Em relação às urnas eletrônicas, o ex-presidente manteve sua posição em defesa do voto impresso e disse que suas declarações foram críticas e não ataques ao sistema eleitoral. Ele apresentou falas de parlamentares da esquerda e do ministro Flávio Dino em que também se questionava o processo eleitoral, como forma de justificar seu posicionamento.
Durante o depoimento, Bolsonaro pediu desculpas a Moraes por tê-lo acusado de receber propina para acobertar fraudes nas eleições. “Não tenho indício nenhum. Foi um desabafo, uma retórica. Me desculpe”, afirmou.
O ex-presidente também afirmou que não passou a faixa presidencial a Lula para evitar uma “vaia histórica”. Em tom de brincadeira, chegou a convidar Moraes para ser seu vice em 2026 e mencionou uma viagem ao Rio Grande do Norte, perguntando se o ministro gostaria de receber fotos da visita. Moraes recusou com um “declino”.
Entre os outros sete réus do núcleo 1 estão aliados próximos e ex-integrantes do governo Bolsonaro:
– Alexandre Ramagem: acusado de promover desinformação sobre o sistema eleitoral enquanto dirigia a Agência Brasileira de Inteligência (Abin);
– Almir Garnier Santos: ex-comandante da Marinha, teria colocado tropas à disposição de um golpe;
– Anderson Torres: ex-ministro da Justiça, guardava em casa uma minuta do decreto golpista;
– Augusto Heleno: general e ex-ministro do GSI, teria participado de ações para desacreditar as urnas eletrônicas;
– Mauro Cid: ex-ajudante de ordens de Bolsonaro, delator no caso, relatou reuniões e trocas de mensagens sobre o plano;
– Paulo Sérgio Nogueira: ex-ministro da Defesa, teria apresentado decreto para criação de “Comissão de Regularidade Eleitoral”;
– Walter Braga Netto: único preso entre os oito, é acusado de financiar ações golpistas, incluindo plano para matar Moraes.

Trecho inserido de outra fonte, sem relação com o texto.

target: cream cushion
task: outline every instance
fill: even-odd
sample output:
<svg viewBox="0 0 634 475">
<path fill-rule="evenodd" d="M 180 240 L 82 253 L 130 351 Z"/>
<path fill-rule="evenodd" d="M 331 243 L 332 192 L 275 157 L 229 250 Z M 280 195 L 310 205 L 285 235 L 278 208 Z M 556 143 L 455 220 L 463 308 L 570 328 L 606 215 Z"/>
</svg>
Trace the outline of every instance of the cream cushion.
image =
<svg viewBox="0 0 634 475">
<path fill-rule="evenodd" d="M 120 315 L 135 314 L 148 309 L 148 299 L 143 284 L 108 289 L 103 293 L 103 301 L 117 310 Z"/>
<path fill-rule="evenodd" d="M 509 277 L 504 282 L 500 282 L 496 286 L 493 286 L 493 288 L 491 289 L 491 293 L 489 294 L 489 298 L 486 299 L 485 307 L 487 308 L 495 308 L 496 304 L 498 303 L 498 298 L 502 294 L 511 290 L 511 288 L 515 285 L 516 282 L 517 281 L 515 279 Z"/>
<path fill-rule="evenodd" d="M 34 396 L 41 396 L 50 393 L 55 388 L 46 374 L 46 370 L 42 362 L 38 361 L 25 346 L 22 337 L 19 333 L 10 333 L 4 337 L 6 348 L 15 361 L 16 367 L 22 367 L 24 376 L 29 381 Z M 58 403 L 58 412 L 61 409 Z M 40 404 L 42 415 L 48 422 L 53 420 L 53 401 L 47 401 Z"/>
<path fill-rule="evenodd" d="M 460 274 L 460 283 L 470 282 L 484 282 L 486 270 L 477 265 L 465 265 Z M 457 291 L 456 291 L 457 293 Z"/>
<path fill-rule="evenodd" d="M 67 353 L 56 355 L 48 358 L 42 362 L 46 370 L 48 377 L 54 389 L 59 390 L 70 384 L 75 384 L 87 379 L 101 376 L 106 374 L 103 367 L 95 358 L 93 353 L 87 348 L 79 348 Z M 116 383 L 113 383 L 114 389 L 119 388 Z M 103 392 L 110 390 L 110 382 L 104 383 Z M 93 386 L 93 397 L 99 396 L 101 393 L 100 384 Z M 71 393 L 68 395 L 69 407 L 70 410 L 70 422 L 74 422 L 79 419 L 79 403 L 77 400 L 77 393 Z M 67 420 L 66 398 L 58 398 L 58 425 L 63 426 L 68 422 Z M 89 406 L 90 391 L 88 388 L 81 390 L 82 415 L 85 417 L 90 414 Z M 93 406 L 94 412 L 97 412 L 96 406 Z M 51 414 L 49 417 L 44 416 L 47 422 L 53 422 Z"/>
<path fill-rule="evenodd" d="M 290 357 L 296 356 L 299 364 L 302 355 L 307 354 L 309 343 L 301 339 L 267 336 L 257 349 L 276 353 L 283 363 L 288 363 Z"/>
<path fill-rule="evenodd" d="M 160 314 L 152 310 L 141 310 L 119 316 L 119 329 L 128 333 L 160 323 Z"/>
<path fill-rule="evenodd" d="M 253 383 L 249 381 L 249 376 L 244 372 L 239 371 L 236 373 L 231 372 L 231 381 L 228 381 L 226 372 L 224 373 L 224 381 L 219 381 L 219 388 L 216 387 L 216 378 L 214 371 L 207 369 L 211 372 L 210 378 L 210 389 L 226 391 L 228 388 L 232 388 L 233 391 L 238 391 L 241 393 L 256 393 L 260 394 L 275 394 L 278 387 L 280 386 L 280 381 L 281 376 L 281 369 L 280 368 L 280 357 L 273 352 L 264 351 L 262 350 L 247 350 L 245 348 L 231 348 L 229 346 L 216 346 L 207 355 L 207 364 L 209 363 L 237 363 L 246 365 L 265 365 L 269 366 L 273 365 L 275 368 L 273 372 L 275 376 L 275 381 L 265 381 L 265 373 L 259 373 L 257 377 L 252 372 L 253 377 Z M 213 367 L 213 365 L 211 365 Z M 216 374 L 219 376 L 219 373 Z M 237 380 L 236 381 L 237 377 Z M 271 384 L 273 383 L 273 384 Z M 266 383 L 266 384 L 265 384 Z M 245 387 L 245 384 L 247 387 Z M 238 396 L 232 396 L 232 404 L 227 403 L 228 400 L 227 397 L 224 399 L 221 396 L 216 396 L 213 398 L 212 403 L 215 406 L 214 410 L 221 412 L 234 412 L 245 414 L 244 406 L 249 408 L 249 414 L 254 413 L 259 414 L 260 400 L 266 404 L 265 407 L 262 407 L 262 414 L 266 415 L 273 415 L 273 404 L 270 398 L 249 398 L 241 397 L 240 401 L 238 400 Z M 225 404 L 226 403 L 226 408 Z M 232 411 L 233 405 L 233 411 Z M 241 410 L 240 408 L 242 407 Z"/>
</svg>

Segundo a PGR, os réus respondem pelos crimes de organização criminosa armada, tentativa de golpe de Estado, tentativa de abolição do Estado Democrático de Direito, dano qualificado contra o patrimônio da União e deterioração de patrimônio tombado.
A análise do caso agora depende da conclusão das etapas processuais e da retomada dos trabalhos no STF após o recesso. Até lá, não haverá decisão sobre condenações ou absolvições.